ANYWAY, that was a tangent. What I really wanted to talk about was something Tim said in one of the sermons from that series. He talked about how he's met many people who at some point lived and ministered in NYC but, for various reasons, no longer did. He said that in conversations with all of these people after they left NY, they would say something along these lines: "I am much more comfortable and content living in ________ (fill in the blank with somewhere NOT NYC). Life is simpler and even the more exhausting activities and parts of existence are not nearly as complex as they would come to be in NY. Nonetheless, I feel entirely that I am of much less use where I am now than I was when I was there."

Put simply, Tim says, they say "NYC is by far the hardest and most difficult place I have lived, but it is also the place I have felt most useful."

Ironically, the morning that I listened to this sermon and heard Tim share this was a morning that I was running and had been stopped twice by people in need of assistance. One lady needed directions to BJ's in Flushing and was VERY far from it, and another man saw my patella band on my knee and stopped me to talk to me about his bum knee and how he's tried everything for it. I often am stopped on runs, and I take the opportunity (if I can shake the annoyance that they interrupted my pace) to love them and help them as Christ might lovingly reach out to them and help/respond to them. 

So I agree with Mr. Keller's observance from his friends that have lived in NY and then moved away. I can imagine a million and one places that would be more comfortable than where I am now, but I do not know if I'd be as useful there. I know that I am of use here, however. Part of what has kept me at GFC is fear that if I moved somewhere else, I would eventually become depressed that I served no purpose and had no point for God. But this is a fine line to tread because I also do not want to make my usefulness for God an idol or my identity. I think it used to be, when I first started working with the kids, but it is really less of one now because, to be honest, God has really broken me down to show me my inadequacies and my failures. Also, I realized, as we do with all idols, that it doesn't satisfy and sustain. Regardless how use I am, it won't heal the sadness or pain in me, or make it to where I don't miss home. Oh, and God also used the adolescent attitude of the students to break any chance that I make my usefulness an idol. He did that by allowing the kids to constantly be disrespectful and treat me like I made no difference to them, or, at times, just made their lives worse. It's also hard to make a job your idol when you feel like those who are in charge of you or above you constantly desire more, more that you can't give or don't know how to, or that they just, in general, are not all that pleased with your performance. Actually, I guess your work can STILL be an idol with these variables in place, but you'll just feel miserable b/c you aren't performing up to par. 

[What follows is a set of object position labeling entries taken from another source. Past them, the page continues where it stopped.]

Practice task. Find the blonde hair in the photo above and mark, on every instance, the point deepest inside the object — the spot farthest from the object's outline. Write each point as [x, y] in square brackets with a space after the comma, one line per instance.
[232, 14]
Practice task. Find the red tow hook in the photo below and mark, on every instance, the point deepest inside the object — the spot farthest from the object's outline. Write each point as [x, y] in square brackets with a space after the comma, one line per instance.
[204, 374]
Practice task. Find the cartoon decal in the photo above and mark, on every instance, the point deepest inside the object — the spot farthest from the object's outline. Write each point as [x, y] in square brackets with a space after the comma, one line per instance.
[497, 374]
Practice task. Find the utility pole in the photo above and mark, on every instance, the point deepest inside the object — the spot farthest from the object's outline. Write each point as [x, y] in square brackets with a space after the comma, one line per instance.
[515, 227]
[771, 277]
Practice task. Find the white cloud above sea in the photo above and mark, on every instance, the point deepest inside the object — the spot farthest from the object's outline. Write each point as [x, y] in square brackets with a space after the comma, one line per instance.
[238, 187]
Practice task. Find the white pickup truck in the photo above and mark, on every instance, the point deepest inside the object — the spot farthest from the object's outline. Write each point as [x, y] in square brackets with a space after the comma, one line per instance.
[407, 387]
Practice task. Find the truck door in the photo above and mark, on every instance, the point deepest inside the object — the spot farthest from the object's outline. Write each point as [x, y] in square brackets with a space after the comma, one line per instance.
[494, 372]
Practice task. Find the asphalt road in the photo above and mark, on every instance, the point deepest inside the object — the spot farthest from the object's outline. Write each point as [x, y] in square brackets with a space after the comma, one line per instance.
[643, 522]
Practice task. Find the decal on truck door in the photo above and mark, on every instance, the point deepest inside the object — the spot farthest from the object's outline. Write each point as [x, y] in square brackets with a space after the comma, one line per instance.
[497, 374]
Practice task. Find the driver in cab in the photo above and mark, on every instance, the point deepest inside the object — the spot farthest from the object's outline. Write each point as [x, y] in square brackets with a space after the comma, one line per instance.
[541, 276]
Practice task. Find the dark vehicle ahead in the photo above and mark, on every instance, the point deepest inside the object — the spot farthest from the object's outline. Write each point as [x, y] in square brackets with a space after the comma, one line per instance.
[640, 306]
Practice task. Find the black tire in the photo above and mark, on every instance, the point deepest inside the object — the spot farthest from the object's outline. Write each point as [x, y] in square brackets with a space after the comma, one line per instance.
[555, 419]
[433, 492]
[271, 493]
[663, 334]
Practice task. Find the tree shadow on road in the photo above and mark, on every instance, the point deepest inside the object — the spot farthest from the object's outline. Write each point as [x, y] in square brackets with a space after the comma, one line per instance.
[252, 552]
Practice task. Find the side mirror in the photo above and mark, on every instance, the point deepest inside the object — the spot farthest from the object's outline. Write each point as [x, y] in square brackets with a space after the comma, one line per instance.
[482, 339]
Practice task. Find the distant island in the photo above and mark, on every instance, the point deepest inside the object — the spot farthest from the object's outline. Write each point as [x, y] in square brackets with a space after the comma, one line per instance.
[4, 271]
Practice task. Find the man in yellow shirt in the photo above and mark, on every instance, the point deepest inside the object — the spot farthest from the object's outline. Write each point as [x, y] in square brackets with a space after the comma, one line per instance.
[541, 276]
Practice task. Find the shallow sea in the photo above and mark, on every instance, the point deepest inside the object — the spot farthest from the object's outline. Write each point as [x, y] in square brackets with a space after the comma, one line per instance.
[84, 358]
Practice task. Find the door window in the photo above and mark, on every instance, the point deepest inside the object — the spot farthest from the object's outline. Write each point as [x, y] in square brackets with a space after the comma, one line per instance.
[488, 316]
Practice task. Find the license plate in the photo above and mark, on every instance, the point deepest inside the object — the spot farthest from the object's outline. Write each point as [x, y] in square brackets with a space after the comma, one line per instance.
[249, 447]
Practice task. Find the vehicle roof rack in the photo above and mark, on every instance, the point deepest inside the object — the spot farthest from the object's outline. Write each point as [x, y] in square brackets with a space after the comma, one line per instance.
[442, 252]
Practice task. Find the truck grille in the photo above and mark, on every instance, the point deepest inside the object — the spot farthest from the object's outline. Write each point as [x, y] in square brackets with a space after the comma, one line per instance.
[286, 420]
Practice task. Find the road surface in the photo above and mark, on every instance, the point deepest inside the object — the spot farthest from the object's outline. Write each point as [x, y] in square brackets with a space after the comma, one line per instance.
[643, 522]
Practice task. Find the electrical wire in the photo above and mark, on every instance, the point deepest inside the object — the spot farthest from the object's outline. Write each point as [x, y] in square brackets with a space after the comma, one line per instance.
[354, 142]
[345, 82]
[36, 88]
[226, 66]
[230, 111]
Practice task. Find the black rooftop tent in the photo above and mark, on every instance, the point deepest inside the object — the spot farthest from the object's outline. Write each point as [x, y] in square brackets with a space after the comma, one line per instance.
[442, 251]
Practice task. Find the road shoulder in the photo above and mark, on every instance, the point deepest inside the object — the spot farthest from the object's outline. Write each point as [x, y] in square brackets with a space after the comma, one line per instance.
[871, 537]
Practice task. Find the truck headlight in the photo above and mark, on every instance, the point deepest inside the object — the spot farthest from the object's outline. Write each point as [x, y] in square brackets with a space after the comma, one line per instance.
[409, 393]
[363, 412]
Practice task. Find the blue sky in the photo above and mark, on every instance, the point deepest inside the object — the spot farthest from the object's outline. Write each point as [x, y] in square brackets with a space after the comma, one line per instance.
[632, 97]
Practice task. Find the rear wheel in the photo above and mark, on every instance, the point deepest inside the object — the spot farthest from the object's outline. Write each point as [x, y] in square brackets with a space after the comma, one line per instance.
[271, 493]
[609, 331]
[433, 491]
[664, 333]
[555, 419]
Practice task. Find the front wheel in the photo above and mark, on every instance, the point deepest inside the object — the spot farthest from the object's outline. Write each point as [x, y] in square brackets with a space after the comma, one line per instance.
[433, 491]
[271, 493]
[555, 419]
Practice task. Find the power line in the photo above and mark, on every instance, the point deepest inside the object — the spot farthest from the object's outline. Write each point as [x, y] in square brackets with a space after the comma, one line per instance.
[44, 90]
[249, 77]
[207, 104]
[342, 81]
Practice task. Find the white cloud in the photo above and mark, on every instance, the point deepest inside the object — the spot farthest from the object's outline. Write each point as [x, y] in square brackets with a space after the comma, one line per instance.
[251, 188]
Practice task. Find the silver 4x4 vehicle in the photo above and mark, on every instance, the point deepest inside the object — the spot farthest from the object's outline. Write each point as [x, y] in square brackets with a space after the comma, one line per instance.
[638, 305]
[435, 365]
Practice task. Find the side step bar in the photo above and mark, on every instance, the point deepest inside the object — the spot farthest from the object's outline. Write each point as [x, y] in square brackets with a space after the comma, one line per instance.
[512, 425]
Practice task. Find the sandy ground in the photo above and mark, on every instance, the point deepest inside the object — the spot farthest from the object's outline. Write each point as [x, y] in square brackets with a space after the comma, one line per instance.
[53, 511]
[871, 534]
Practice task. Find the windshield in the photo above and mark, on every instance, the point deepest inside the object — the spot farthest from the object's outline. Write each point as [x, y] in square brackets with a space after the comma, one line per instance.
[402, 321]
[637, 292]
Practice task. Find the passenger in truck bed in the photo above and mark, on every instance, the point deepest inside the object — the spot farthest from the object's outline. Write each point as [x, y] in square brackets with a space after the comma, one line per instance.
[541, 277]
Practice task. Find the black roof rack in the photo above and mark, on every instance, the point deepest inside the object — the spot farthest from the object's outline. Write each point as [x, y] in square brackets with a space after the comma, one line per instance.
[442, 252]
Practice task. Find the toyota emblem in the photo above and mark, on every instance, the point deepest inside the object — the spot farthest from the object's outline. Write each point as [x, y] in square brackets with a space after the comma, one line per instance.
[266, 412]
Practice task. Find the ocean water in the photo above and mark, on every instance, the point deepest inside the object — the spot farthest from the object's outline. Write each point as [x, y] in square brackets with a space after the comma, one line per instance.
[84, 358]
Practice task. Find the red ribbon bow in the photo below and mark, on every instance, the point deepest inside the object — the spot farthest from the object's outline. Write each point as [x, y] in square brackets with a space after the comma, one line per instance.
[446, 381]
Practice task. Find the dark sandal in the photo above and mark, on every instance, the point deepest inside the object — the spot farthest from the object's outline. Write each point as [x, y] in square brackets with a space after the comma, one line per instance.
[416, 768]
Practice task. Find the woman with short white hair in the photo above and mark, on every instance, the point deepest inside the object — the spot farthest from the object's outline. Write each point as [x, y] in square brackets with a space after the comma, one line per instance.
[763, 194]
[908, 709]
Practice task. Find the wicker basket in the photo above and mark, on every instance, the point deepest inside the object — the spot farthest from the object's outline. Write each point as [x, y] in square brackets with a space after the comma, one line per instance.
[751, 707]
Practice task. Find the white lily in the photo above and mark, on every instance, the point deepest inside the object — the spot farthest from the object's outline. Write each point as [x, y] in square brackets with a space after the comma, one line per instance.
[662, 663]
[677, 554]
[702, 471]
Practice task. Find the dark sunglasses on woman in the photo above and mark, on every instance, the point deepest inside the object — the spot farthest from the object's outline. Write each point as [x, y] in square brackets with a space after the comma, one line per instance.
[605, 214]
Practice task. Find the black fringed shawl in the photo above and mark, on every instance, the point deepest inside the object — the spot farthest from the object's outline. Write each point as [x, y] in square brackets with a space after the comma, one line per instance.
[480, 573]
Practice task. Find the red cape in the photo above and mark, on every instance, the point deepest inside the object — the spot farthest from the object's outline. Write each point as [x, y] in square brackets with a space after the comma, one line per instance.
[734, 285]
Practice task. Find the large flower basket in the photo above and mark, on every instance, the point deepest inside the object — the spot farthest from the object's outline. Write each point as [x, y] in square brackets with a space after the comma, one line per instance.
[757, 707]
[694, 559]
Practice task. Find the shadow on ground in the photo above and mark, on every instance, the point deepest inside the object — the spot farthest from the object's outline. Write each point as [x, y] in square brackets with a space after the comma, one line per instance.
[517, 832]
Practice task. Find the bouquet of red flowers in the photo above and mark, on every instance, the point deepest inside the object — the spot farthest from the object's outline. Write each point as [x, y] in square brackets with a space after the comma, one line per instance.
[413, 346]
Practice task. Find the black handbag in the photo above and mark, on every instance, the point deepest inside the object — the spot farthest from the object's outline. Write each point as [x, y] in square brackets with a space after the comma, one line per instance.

But back to usefulness and NY...do you find this your experience? I suppose if you've lived in NY your entire life, or in some sort of metropolis, you can't bring the right perspective to the question, but for those who have lived elsewhere and now live in NY, or vice-versa, do you agree? Do you find that despite the discomforts of NY, you are of much more use living there than living places that may be more comfortable and easy to live?

Comments

jenn said…
i stole this from dave cho's facebook:

Great thought about loving your neighborhood:

"Be truly present in your place. Walk as much as possible. Use your sidewalks and public spaces. Meet people unlike yourself. Go out of your way to befriend those who've live in and served the good of your neighborhood longer than you. Listen to them - then listen some more. Allow your values to be shaped by the hopes and loves they have - loves you have overlooked, but may come to share. And while not all of us can guarantee a lifelong commitment to a particular place, we can usually stay rooted longer than we'd planned, even when it means sacrifice. And more importantly, it is possible to engage in sanctified imagination and live as if you'll be present there forever, for the sake of your neighbor."